Sunday, May 4, 2008

Remembering Dad

(I'll share this at my dad's memorial service)

I remember my dad enjoying life. I remember him coming home from work at lunch time and announcing that he'd suddenly decided to take the afternoon off. Sometimes he spent those afternoons working in the yard, but other times we did fun things—like drive to Olympia to see the cherry trees in bloom around the Capitol.

My dad enjoyed food; he made the best sourdough pancakes, and once in awhile I could talk him into making biscuits for an evening snack.

Dessert was my dad's favorite food group. I remember my grandparents visiting our home when I was little, and my mother being appalled when my dad told me to greet Grandma with the words: “Did you bring a pie?”

My dad also taught me practical things. He opened a checking account for me when I was in fourth grade and he helped me balance it every month until I could do it myself.

Dad appreciated beauty—the beauty of nature as well as the beauty of fine china. Before he was married, he traveled across Canada several times, collecting Minton and Royal Albert for himself and for friends and relatives.

Dad had a talent for remembering dates—birth dates, death dates, and anniversaries. I remember him smiling across the breakfast table at my mom and reminding her that it was the anniversary of their first date. In fact, the day after Dad's death was the thirty-fifth anniversary of that first date.

You all know how much my dad loved music. It was his ministry, but it was also his stress relief; after a long day at the office, he'd come home and play through the hymnal for an hour.

Before my dad left for work each morning, Dad read a chapter of the Bible to Mom and I, and we would pray together. We each had a prayer list so that over the course of a week we prayed for all our friends and family.

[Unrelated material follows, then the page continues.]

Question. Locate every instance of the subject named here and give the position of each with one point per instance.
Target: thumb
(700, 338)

My dad valued his family and his heritage. His pioneer grandfather told him that “a fool knows enough to carry an umbrella when it's raining, but a wise man takes his umbrella when the sun is shining.” I remember Dad walking to work every day, carrying his black umbrella—rain or shine.
Dad inherited a bit of the pioneer spirit from his grandparents. When homeschooling became legal in 1984, Dad saw this as our opportunity to to be pioneers, helping to secure this privilege for the next generation. I didn't know that this “next generation” my dad spoke of would be my own daughters.

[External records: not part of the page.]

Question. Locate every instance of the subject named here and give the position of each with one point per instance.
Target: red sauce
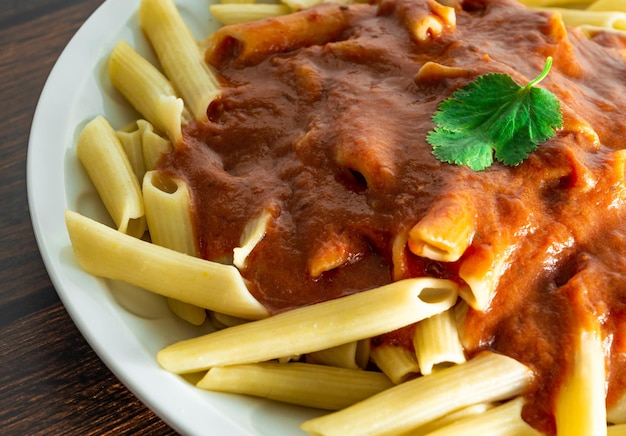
(331, 139)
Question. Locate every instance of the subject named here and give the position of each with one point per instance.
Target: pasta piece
(504, 420)
(319, 386)
(607, 5)
(249, 43)
(398, 363)
(461, 414)
(616, 430)
(133, 147)
(485, 378)
(341, 356)
(335, 250)
(296, 5)
(104, 252)
(179, 55)
(399, 255)
(234, 13)
(103, 157)
(221, 320)
(168, 213)
(253, 234)
(549, 3)
(580, 406)
(313, 328)
(446, 231)
(147, 90)
(436, 341)
(425, 24)
(154, 145)
(616, 414)
(482, 271)
(369, 152)
(611, 20)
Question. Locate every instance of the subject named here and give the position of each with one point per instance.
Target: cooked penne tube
(234, 13)
(580, 405)
(616, 413)
(252, 235)
(446, 231)
(313, 328)
(482, 271)
(341, 356)
(450, 418)
(425, 24)
(168, 213)
(305, 384)
(398, 363)
(612, 20)
(485, 378)
(607, 5)
(179, 55)
(102, 155)
(436, 341)
(616, 430)
(503, 420)
(147, 90)
(248, 43)
(132, 144)
(154, 145)
(104, 252)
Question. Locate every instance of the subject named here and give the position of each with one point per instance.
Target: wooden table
(51, 382)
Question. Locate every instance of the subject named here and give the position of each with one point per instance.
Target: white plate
(124, 325)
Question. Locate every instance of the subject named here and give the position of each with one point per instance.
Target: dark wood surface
(51, 381)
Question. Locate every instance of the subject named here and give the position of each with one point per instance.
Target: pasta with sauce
(294, 165)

My dad loved his grandchildren. Our oldest daughter was born at 3:05 on an October morning six years ago. My husband called my dad to tell him about the birth and to ask him to wait an hour before visiting us at the hospital. My dad walked through the door at exactly 4:05.

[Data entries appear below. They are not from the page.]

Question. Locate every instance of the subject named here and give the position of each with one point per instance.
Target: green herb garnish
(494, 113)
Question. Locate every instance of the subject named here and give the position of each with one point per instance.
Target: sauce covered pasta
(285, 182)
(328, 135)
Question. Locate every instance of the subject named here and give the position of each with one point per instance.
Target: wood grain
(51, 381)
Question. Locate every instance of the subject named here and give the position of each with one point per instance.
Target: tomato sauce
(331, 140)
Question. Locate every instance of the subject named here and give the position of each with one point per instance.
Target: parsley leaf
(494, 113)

I'd like to pass on a bit of practical advice from my dad: when two desserts are offered, never make a choice between them—always have a bit of both.

1 comment:

Anonymous said...

Your post brought tears to my eyes. Your dad sounds like such a lovely human being and a wise and godly man who loved his family. How blessed you were to have such a father. You will see him again and your mom. Isn't that the best thing?

Praying for you.

Adriana (HP)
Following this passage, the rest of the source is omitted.